After registering for classes on Wolverine Access, LSA junior Jen Dakki said she didn”t expect to have a problem getting into Economics 323.

“I was pretty confident because I was first on the waitlist,” Dakki said. “But it turns out that there was glitch in Wolverine Access that told everyone on the waitlist they were first.

“There were 120 people on the waitlist, all of whom assumed they would have a spot in the class. I ended up having to CRISP into a random class that doesn”t count for any of my requirements because I couldn”t get into the class,” she added.

LSA freshman Julie Swistak said she was equally frustrated registering for the term.

“There were more people on the waitlist for my freshman seminar than were enrolled in the class it was ridiculous,” Swistak said.

Dakki and Swistak are not alone. LSA junior Raphael Jackson is a communications major but said he has not been able to get into Communications 211 a requirement for the concentration.

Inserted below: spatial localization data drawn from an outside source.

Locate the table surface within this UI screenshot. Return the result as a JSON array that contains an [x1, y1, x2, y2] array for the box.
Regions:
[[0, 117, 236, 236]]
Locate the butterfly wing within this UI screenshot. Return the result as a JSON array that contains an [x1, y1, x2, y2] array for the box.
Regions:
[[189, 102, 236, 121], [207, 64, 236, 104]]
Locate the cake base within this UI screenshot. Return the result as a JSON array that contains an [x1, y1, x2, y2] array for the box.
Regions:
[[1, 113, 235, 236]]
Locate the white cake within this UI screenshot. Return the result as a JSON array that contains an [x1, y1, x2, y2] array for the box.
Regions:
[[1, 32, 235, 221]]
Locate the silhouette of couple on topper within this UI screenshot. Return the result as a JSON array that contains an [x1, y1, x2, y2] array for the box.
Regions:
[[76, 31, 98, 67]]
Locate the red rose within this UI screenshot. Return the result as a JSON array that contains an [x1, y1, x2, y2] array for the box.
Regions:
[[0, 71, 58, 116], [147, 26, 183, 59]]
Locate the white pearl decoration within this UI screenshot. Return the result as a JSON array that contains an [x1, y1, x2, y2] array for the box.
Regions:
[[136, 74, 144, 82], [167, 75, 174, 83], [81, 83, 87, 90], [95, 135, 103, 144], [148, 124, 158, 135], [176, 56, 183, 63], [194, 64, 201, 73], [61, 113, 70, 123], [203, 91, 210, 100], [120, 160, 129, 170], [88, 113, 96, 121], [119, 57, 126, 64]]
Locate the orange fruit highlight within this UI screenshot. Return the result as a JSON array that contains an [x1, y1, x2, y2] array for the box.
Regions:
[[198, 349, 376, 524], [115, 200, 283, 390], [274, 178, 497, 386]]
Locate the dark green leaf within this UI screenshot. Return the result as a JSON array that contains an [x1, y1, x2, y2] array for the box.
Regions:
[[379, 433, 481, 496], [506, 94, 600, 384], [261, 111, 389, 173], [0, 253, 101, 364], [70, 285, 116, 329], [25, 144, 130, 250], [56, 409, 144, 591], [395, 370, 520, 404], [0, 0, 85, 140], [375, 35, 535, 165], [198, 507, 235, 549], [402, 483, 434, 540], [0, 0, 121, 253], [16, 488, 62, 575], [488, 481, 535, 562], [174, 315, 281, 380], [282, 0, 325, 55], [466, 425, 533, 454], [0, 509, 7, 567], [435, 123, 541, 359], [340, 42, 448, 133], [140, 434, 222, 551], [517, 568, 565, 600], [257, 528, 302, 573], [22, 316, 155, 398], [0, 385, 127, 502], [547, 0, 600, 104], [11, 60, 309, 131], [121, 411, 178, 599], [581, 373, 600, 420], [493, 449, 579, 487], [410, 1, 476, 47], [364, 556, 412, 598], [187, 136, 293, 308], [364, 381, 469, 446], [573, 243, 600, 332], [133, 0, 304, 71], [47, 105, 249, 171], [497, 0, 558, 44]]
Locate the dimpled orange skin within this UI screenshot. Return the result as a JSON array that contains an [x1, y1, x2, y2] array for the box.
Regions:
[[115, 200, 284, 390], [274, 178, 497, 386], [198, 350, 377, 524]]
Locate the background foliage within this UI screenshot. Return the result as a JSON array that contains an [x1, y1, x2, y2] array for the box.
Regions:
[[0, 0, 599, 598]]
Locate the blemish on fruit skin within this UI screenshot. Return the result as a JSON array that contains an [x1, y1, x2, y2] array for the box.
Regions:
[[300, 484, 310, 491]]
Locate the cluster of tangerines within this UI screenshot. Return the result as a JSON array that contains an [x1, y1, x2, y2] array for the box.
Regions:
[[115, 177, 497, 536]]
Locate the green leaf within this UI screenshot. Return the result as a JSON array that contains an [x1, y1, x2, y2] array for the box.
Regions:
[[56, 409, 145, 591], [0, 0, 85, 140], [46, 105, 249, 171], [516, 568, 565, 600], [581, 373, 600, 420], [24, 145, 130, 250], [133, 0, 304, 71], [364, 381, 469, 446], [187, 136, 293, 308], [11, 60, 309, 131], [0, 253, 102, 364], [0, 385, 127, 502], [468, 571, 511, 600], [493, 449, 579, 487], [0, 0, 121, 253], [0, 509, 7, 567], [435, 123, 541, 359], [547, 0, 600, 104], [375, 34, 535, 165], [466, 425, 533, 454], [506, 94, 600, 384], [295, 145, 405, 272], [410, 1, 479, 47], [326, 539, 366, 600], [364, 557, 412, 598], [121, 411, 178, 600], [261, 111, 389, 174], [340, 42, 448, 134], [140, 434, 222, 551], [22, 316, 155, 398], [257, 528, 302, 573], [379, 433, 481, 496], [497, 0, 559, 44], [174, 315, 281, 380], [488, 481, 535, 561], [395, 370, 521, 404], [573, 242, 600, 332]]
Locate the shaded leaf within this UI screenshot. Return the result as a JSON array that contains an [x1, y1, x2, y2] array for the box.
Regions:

“The communications department says that concentrators should complete Comm 211 by the end of their sophomore year,” Jackson said. “It is the end of my junior year now and I have been trying to get into the class since I was a sophomore. There are so many people who want to take the classes and not enough spots.”

In fact, the communications department has more concentrators per faculty member than any other LSA department.

But communications department Chairman Mike Traugott said the department is doing everything it can to accommodate students. “All of our courses have very high enrollment and very long wait lists. We reserve 50 percent of the spots in our upper-level classes for concentrators and we hold back spaces until later CRISP dates in our intro classes so that freshmen and sophomores can enroll,” Traugott said.

Like the communications department, the psychology department has had problems placing students in the classes they need to complete their degree.

Justine Altman, an LSA junior employed in the psychology department, said she receives “lots of complaints” from students who cannot get into their classes.

“It is a problem for our 1,200 concentrators and non-concentrators alike,” Altman said. “We never have enough spots. Rarely does a student call who has no other options we can usually help them. But the only real way to fix the problem is to hire more faculty and GSIs. The faculty just isn”t there.”

Traugott said he also recognizes the necessity to make additions to the 12-member communications department faculty, but the process of acquiring quality professors, he said, is long and tedious. “No department can hire many faculty at once,” Traugott said, “It is important to hire quality professors. We are working on it.”